Crucially, this level of improvement was maintained throughout 2019 and into 2020.
Nina Ennis, Director of Planned Care at NHS Nottingham and Nottinghamshire CCG, explains: “KPIs provide useful information on how services are performing, and whilst they should not be restrictive or cumbersome, they can highlight the need for change and support discussions about performance. Outcome measures are developed to make a real difference to our patients; and working collaboratively with all of our local MSK providers, these allow us to understand and improve the quality of our MSK services.
“Our contract approach includes local incentive schemes, which supports providers to strive for high-quality performance. This was paused in March to allow providers to concentrate on delivery of safe services, during the COVID period, with new ways of working developed by providers to meet restricted provision.”
Importantly, in addition to patient outcomes and value, we have to consider the needs of a range of stakeholders, including staff. It is no coincidence that in 2016, our Nottingham clinicians reported an overall employee satisfaction score of 46%. This increased after one year to 90% when the updated KPIs were introduced, and satisfaction is now at 95%. Staff wellbeing is part of the jigsaw, impacting directly on patient delivery.

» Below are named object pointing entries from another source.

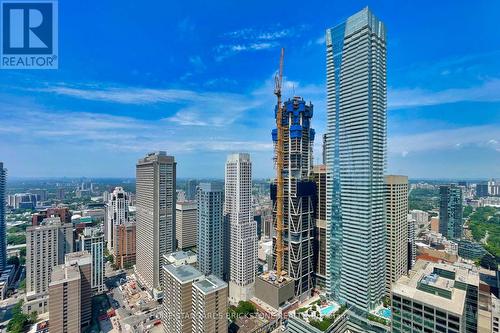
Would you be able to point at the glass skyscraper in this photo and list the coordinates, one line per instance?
(210, 238)
(355, 154)
(3, 241)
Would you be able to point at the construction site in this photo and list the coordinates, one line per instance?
(293, 194)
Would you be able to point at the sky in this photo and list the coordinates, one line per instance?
(195, 78)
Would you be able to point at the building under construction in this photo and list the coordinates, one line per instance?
(299, 195)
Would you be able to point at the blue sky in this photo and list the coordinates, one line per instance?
(195, 79)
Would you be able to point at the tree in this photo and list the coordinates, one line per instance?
(20, 320)
(488, 261)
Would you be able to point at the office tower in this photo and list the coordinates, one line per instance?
(396, 204)
(299, 194)
(193, 302)
(185, 224)
(209, 305)
(3, 240)
(155, 191)
(258, 221)
(177, 303)
(412, 246)
(116, 214)
(70, 307)
(319, 175)
(22, 201)
(267, 219)
(60, 193)
(493, 187)
(191, 185)
(243, 229)
(92, 241)
(62, 212)
(84, 261)
(450, 211)
(64, 299)
(421, 219)
(436, 298)
(41, 194)
(210, 239)
(355, 153)
(435, 224)
(125, 245)
(46, 246)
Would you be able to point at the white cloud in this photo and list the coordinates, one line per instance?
(456, 138)
(252, 39)
(489, 91)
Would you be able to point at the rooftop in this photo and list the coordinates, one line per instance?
(272, 278)
(63, 273)
(437, 284)
(183, 273)
(210, 284)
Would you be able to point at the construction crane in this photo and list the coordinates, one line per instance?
(278, 80)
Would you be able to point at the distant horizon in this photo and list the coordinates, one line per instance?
(199, 85)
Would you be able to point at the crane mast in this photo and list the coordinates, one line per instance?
(278, 80)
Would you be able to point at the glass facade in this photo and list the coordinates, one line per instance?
(355, 154)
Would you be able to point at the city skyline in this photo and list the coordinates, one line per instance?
(193, 101)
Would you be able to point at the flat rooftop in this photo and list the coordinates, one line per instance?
(210, 284)
(63, 273)
(183, 273)
(425, 274)
(272, 278)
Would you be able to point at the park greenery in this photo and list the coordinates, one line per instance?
(484, 225)
(244, 308)
(423, 199)
(377, 319)
(16, 239)
(20, 321)
(327, 321)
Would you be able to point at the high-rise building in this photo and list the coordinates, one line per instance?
(185, 224)
(92, 241)
(117, 213)
(436, 298)
(193, 302)
(210, 239)
(243, 229)
(355, 153)
(155, 191)
(421, 219)
(3, 240)
(70, 307)
(125, 245)
(412, 245)
(209, 305)
(397, 228)
(62, 212)
(450, 211)
(46, 246)
(299, 194)
(319, 175)
(82, 259)
(191, 189)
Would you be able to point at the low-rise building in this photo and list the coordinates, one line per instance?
(436, 298)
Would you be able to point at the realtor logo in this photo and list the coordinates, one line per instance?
(28, 34)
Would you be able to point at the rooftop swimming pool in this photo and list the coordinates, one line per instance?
(328, 310)
(385, 313)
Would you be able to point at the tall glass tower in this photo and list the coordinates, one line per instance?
(355, 154)
(3, 241)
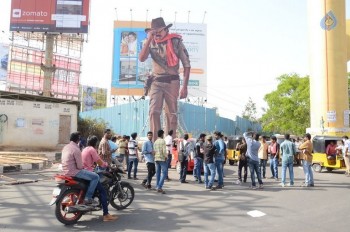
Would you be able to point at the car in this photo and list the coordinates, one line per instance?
(4, 61)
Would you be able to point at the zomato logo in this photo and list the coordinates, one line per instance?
(17, 13)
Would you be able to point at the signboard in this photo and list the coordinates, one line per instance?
(129, 73)
(4, 57)
(93, 98)
(56, 16)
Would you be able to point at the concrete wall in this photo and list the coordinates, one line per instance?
(33, 125)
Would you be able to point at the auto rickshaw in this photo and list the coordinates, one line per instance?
(320, 159)
(232, 153)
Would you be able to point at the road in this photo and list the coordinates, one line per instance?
(188, 207)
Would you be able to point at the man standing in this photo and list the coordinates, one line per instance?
(169, 149)
(185, 149)
(104, 149)
(288, 151)
(148, 153)
(133, 156)
(160, 159)
(166, 51)
(253, 159)
(263, 150)
(198, 158)
(72, 165)
(209, 166)
(219, 158)
(274, 150)
(306, 149)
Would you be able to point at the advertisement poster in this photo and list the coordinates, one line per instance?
(61, 16)
(93, 98)
(129, 73)
(4, 56)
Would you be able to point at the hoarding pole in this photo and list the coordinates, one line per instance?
(48, 68)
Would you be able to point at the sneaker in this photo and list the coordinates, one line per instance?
(161, 191)
(90, 202)
(109, 218)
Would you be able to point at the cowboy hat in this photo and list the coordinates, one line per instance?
(158, 23)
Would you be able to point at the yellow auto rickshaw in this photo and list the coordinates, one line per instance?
(232, 153)
(320, 159)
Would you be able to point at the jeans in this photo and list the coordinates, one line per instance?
(262, 166)
(242, 164)
(198, 165)
(170, 157)
(183, 171)
(219, 170)
(103, 198)
(274, 167)
(309, 177)
(132, 162)
(209, 168)
(120, 158)
(288, 163)
(151, 170)
(161, 173)
(254, 168)
(93, 177)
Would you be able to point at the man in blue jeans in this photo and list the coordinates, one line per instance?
(209, 166)
(72, 165)
(253, 158)
(219, 158)
(288, 151)
(198, 158)
(160, 158)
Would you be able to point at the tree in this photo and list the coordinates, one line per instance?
(249, 111)
(289, 106)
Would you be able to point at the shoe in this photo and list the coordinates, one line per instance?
(109, 218)
(161, 191)
(90, 202)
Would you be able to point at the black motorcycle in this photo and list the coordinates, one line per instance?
(70, 192)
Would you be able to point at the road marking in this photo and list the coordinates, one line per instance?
(256, 213)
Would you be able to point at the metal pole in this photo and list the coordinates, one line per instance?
(47, 67)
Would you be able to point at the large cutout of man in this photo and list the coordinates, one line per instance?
(166, 51)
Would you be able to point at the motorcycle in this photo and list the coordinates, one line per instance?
(68, 196)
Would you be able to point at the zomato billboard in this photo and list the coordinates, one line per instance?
(61, 16)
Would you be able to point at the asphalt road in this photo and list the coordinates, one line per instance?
(188, 207)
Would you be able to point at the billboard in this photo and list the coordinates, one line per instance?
(129, 73)
(93, 98)
(56, 16)
(25, 73)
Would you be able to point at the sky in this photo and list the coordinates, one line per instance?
(249, 43)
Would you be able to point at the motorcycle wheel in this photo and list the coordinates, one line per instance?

More recently, in a conversation about service evaluation with Lincolnshire West CCG, we identified that none of the original KPI targets demonstrated what the service was commissioned to achieve. This prompted a review of the KPIs for the commissioned community pain management service.
The original KPIs were mostly process driven, in terms of how quickly a patient letter was sent to the patient’s GP, DNA rate, etc. They simply did not contribute to the purpose of the service, which was to support patients to live well and have meaningful lives, evidenced by patient reported outcomes, satisfaction and wider health system use and measures.
We have recently changed these KPIs to make them quality and value based. The result is that the focus of the operational and clinical leadership team has changed from spending lots of time understanding why patient letters were sent in three days instead of two, to investing time and energy on pathways and developments that improve the patient experience and outcomes.
Due to COVID-19, under-pressure CCGs have had the freedom to relax the monitoring of standard and quantitative KPIs, allowing them to innovate to improve patient outcomes – and this approach needs to continue. Because placing the emphasis on activity and process commissioning stifles innovation.
We can always do better; and my final plea is that we focus more on commissioning that truly evidences and underpins what the service and system are achieving, in terms of what they are commissioned to do (the purpose), not the processes that may or may not contribute to this.
So, how do we facilitate this? It may look like a block contract, informed by accurate data on demand, with a gain and risk share that recognises the achievement, or not, of the agreed objectives/purpose. This should include patient-reported experience and both outcome measures and wider system measures, such as population health. This forms the perfect foundations for innovation, digital integration and transformation.
The real difference comes where commissioners focus on quality and high value activity, and link performance measures to this.